The gonad-independent differentiation properties of P(7,8).p might 
occur in response to an unknown signal or because of an intrinsic 
property of these cells to undergo vulva-like differentiation. In 
wild-type animals, Ppa-mab-5 functions as part of a negative 
signaling system that antagonizes the differentiation properties of 
P(7,8).p. The Ppa-mab-5-mediated process prevents the 
inappropriate differentiation of P8.p by making this cell 
incompetent to adopt vulval fate. This effect of Ppa-mab-5 is 
eventually restricted to P8.p, as the activity in P7.p is overruled by 
gonadal signaling that induces vulva formation by P(5-7).p. 

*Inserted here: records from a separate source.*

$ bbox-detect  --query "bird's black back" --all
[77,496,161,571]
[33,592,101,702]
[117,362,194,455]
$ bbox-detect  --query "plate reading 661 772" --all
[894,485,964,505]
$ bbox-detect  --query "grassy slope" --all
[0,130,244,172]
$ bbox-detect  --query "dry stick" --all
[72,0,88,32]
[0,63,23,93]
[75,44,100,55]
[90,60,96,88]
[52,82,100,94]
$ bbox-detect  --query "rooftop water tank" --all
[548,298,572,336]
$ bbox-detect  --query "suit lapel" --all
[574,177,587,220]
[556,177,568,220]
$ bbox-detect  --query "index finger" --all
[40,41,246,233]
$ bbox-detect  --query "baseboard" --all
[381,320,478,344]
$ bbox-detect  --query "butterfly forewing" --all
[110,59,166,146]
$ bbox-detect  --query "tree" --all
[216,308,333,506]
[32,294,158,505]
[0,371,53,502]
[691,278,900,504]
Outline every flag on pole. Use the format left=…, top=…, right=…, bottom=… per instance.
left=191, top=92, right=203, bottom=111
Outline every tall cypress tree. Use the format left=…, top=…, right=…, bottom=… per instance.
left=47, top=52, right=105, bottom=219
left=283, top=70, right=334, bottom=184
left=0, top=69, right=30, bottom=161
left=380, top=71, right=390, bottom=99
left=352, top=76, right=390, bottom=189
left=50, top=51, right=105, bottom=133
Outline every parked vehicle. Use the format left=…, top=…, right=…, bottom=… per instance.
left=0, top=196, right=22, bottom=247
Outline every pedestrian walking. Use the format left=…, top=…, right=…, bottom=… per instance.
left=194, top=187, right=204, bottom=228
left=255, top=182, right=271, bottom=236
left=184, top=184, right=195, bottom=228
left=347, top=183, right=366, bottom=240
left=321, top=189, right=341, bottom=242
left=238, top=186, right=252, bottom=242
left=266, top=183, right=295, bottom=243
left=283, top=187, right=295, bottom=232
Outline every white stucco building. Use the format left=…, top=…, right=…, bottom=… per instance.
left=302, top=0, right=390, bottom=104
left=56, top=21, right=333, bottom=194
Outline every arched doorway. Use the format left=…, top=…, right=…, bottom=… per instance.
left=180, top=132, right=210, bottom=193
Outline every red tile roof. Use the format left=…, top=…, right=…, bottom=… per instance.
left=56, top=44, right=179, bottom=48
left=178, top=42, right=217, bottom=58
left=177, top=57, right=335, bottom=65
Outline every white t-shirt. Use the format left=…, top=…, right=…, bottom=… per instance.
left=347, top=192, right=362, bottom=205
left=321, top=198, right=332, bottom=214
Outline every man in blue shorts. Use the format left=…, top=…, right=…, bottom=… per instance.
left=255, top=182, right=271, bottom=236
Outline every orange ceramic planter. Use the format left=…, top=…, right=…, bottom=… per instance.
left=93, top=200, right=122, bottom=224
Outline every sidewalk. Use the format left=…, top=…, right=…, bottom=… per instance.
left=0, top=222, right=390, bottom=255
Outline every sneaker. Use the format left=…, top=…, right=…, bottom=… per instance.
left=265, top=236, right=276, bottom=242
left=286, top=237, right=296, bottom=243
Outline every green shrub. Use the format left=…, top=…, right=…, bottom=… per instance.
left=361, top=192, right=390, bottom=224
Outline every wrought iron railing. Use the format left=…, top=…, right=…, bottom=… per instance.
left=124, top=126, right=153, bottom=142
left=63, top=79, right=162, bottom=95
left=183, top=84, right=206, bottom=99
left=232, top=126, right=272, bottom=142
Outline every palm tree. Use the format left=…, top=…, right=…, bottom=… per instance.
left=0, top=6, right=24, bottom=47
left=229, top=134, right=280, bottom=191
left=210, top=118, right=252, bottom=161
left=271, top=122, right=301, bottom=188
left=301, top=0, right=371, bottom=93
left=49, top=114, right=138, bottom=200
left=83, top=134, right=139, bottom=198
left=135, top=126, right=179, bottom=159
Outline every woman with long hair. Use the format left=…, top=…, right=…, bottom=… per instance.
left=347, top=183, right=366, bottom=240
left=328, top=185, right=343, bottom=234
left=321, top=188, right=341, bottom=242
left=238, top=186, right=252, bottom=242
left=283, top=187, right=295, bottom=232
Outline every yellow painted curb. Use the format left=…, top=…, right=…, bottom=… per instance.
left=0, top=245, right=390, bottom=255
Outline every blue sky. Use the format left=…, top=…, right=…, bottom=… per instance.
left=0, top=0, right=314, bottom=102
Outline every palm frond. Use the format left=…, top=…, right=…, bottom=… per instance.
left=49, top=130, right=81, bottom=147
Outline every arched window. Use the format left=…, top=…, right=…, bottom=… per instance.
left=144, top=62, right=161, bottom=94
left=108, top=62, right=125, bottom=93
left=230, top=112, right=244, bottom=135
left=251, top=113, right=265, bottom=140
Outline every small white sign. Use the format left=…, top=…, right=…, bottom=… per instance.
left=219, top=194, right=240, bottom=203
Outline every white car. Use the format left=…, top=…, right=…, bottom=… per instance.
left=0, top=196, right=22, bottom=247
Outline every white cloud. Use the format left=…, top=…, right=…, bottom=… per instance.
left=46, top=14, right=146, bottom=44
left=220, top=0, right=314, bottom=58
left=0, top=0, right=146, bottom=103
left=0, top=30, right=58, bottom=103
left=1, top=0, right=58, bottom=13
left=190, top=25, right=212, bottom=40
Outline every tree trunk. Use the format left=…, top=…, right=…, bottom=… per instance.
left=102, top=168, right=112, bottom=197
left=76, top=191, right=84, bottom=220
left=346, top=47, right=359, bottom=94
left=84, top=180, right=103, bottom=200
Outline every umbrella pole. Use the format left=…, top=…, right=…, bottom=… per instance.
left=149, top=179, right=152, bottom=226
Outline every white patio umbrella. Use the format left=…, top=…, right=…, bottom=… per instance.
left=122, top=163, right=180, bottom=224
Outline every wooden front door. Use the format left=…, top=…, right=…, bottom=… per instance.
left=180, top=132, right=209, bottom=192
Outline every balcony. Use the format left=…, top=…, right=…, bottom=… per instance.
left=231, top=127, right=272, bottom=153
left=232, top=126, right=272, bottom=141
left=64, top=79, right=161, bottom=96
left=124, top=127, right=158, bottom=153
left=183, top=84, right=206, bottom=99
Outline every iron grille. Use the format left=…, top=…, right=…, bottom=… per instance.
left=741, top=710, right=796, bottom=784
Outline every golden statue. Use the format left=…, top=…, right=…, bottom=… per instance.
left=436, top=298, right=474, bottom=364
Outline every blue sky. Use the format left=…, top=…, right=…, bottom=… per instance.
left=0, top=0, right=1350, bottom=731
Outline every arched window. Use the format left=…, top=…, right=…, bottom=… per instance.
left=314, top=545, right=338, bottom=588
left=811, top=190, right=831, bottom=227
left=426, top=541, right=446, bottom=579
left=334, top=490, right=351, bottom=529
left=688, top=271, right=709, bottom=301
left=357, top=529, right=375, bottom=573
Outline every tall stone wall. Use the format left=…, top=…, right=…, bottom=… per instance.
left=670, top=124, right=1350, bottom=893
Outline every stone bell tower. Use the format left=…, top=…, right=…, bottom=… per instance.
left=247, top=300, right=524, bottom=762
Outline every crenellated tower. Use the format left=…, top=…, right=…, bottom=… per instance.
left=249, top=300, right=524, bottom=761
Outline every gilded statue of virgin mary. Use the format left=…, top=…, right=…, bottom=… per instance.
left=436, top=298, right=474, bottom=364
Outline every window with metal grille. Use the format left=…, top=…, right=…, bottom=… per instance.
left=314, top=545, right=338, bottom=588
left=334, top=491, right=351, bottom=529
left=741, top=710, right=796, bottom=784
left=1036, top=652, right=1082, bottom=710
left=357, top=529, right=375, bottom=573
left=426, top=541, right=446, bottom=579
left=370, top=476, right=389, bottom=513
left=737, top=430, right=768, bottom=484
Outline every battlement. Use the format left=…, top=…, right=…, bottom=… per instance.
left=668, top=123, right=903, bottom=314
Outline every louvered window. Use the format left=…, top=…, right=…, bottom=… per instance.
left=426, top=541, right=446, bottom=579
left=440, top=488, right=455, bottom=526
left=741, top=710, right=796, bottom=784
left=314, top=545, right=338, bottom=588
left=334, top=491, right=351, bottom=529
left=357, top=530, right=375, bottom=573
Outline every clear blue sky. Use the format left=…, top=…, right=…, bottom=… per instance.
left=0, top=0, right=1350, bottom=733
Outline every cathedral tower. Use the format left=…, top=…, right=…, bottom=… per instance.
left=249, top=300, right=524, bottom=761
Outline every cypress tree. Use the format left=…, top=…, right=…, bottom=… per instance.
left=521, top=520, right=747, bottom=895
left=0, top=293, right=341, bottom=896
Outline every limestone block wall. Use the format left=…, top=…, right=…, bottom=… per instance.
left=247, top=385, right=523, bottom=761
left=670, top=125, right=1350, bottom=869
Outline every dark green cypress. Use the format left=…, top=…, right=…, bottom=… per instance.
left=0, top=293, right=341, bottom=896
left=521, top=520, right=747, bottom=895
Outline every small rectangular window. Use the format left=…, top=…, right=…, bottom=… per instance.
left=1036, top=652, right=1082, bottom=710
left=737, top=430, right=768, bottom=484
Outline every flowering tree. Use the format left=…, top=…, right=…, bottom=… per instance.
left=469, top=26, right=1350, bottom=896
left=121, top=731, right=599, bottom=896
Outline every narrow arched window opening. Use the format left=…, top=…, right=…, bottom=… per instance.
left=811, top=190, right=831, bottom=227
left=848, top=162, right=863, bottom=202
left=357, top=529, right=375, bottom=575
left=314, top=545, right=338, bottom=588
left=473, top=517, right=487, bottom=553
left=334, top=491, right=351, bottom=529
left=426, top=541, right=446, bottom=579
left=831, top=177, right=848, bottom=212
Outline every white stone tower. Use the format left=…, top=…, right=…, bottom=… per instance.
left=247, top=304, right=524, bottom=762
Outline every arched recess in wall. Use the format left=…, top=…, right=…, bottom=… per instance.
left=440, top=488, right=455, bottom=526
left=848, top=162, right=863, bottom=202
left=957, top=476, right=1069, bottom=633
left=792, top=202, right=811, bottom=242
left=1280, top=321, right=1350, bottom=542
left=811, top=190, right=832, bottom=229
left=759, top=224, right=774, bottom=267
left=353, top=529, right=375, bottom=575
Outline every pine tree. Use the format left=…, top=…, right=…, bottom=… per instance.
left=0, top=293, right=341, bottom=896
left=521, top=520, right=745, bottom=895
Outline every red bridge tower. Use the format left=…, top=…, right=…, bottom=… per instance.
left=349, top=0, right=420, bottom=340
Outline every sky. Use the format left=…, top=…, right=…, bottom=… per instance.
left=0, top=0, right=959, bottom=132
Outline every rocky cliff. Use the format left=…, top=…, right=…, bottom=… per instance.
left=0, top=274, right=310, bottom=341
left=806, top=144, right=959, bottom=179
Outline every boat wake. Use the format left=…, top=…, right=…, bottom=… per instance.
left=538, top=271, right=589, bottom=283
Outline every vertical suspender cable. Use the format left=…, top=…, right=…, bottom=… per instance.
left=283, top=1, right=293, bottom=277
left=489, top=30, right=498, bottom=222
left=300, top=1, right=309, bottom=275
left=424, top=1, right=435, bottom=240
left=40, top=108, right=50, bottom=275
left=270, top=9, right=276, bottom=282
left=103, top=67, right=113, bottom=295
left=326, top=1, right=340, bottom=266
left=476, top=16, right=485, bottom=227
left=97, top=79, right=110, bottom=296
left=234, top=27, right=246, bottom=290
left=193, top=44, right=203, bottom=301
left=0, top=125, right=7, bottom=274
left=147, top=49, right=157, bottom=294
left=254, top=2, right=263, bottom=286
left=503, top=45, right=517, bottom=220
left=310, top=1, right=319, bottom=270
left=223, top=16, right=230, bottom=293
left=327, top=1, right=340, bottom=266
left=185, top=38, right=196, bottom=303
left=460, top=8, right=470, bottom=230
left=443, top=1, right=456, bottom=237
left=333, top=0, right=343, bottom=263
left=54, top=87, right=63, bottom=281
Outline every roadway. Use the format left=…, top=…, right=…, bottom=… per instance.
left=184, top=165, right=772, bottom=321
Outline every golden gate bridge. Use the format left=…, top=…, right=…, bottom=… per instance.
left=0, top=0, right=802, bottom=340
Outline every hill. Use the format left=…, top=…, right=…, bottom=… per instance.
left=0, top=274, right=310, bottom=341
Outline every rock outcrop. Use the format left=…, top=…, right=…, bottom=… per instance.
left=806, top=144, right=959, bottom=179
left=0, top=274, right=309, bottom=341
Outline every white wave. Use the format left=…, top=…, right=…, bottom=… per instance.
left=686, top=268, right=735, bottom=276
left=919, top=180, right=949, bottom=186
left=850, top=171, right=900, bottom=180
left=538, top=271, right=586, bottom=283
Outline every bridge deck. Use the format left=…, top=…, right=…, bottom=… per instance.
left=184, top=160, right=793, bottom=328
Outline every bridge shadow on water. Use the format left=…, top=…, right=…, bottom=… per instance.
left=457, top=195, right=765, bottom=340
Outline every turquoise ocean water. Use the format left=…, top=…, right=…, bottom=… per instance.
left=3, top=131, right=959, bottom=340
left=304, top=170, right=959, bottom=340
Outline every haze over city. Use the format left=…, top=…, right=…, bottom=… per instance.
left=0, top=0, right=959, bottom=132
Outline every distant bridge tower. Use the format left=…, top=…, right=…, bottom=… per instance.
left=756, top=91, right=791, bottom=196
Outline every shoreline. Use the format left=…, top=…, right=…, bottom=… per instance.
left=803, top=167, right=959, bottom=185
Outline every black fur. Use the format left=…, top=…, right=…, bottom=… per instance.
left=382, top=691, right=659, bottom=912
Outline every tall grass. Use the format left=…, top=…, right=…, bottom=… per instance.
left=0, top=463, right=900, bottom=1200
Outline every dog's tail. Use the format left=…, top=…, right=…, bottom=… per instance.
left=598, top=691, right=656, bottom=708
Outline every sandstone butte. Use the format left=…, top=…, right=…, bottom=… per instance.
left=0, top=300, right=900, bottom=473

Comparing the loss-of-function phenotypes, the strongest difference 
between the Ppa-mab-5 and the Cel-mab-5 mutations is that in Cel-
mab-5 no ectopic vulva differentiation occurs. Furthermore, Cel-
mab-5 mutant animals have VPCs that are identical in their 
developmental potential (Clandinin et al., Dev. Biol. 182, 150ff). In 
contrast, in Ppa-mab-5 mutations P(7,8).p still differ from P(5,6).p 
resulting in gonad independent differentiation. This observation 
indicates that factors other than mab-5 distinguish P(7,8).p from 
P(5,6).p or vice versa. One major function of Ppa-MAB-5 is to 
antagonize the gonad-independent differentiation properties of 
P(7,8).p. Mechanistically, MAB-5 might act in different genetic 
circuits with different target genes in both species. For example, 
Ppa-mab-5 might be part of a locally restricted negative signaling 
system that is only present in P. pacificus P(7,8).p. However, we 
cannot rule out that only quantitative differences of MAB-5 activity 
in the regulation of identical downstream target genes led to the 
observed competence patterns in both species.